Оглядев мутным взглядом незнакомого мужчину, тетка потребовала:
— Покажь…
Вместо ответа, он с силой толкнул дверь, впихнул женщину внутрь.
— Сходи сама, только живо! — протянул ей деньги. Та алчно впилась взглядом в две крупные купюры. Кто этот мужик и откуда — даже не поинтересовалась.
— Ты это… располагайся, — произнесла она скороговоркой. — Я мигом! Ага?
— А этого… твоего… нет? — наугад спросил Крас.
— Лешки? Не. Только Катька. Спит. Я одним духом…
Тетку колотило. В том, что она напьется прямо у ларька, Крас не сомневался.
Суетясь в предвкушении скорой опохмелки, она накинула пальтецо; карман оттопыривался: стакан. Вышла, старенькие туфли дробно застучали по ступенькам гвоздиками набоек.
Крас осмотрел дверь. Прикрыл, как мог, набросил щеколду…
Девочка спала во второй комнате под стеганым лоскутным, грязным донельзя одеялом. Он зажег свет… Девочка сонно приоткрыла глаза… Сейчас она испугается, закричит, и1 тогда… Все они дикие, похотливые шлюхи… И эта станет такой же, когда вырастет… Нет, теперь уже не станет… Он вылечит ее.
Он освободит ее душу. Болью. Болью и смертью плоти… Сейчас… Сейчас она лишится невинности и умрет… Умрет от высокой боли, боли наслаждения, так и не познав всей мерзости этого гнусного мира… Ее тоненькая шея переломится в его руках легко, как тростинка…
Крас облизал разом пересохшие губы, чувствуя невероятное возбуждение, трясущейся рукой взялся за край одеяла и разом сорвал его с девчонки…

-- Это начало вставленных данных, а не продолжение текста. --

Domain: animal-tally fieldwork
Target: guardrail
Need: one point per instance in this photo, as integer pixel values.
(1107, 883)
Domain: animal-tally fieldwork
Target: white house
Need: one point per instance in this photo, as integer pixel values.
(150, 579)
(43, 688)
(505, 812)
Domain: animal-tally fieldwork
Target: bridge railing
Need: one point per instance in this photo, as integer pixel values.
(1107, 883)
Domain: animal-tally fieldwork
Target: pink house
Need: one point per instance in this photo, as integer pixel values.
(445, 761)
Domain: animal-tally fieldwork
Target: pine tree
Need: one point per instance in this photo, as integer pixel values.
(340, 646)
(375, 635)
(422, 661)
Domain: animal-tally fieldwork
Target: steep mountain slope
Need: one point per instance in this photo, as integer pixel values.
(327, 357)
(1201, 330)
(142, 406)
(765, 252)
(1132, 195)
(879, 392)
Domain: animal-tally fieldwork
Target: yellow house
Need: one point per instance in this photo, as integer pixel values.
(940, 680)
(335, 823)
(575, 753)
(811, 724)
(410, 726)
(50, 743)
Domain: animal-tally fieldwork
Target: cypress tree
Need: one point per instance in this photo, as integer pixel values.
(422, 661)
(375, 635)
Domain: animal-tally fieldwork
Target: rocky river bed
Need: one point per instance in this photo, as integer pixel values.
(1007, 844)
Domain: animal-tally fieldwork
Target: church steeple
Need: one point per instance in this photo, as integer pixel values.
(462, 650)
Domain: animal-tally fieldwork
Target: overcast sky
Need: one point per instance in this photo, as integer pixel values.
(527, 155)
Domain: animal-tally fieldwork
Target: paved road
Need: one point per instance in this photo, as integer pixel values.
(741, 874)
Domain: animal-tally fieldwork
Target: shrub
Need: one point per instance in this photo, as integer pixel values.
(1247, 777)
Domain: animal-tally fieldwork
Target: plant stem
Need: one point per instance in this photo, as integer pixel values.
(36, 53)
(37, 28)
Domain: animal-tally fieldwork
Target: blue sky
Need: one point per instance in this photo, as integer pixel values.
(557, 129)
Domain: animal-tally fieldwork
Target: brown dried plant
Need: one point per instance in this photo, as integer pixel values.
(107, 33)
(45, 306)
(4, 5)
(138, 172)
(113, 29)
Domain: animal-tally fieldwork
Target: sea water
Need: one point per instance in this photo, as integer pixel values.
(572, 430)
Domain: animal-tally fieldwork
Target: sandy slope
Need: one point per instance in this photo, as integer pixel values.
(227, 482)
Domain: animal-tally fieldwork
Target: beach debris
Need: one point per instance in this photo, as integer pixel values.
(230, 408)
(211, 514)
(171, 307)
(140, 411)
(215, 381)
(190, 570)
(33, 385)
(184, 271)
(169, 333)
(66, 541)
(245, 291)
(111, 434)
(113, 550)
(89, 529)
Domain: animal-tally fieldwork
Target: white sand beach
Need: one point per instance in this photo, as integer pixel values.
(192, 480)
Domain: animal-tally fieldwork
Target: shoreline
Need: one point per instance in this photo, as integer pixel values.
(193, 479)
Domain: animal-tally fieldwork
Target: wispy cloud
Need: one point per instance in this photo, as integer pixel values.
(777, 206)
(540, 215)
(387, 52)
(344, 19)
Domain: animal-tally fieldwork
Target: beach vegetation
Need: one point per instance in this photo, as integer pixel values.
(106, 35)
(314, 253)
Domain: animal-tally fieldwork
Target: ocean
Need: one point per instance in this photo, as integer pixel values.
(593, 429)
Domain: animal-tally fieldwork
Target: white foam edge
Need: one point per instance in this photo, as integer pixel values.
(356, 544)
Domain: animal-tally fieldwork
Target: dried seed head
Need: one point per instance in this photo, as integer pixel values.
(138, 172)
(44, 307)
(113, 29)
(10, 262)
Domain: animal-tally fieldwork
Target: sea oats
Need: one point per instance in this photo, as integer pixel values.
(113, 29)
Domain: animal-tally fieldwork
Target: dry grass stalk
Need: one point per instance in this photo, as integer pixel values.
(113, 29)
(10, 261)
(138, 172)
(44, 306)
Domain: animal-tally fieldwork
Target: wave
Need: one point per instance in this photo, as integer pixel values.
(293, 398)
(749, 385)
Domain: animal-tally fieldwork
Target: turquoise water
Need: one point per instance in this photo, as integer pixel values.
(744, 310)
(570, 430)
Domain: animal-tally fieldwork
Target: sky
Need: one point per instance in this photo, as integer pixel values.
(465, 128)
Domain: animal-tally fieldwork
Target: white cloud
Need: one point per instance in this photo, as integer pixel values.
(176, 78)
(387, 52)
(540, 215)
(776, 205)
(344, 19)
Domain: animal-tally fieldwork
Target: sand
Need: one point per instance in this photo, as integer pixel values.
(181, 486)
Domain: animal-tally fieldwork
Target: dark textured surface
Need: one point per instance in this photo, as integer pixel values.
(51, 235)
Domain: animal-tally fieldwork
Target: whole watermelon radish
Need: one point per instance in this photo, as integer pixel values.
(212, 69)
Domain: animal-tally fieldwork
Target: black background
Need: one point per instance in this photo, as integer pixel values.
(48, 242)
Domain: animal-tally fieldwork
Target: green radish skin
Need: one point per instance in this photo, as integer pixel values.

Та спала одетой: в теплых колготках и шерстяной вязаной кофте. Привстала на постели, без малейшего испуга посмотрела на мужчину, на его вздувшиеся спереди брюки, на трясущуюся руку, сжимающую грязное покрывало.
— Ты, дяденька, не волнуйся шибко, а то кончишь сразу, — произнесла она спокойно, даже участливо и… стала стягивать колготки вместе с трусиками. — Ты мамашке деньги отдал?
Крас почувствовал себя так, будто вместо девчонки на постели он увидел муляж.
Глядел на тонкие, белые, в пятнах синяков ноги… А девочка смотрела на его штаны.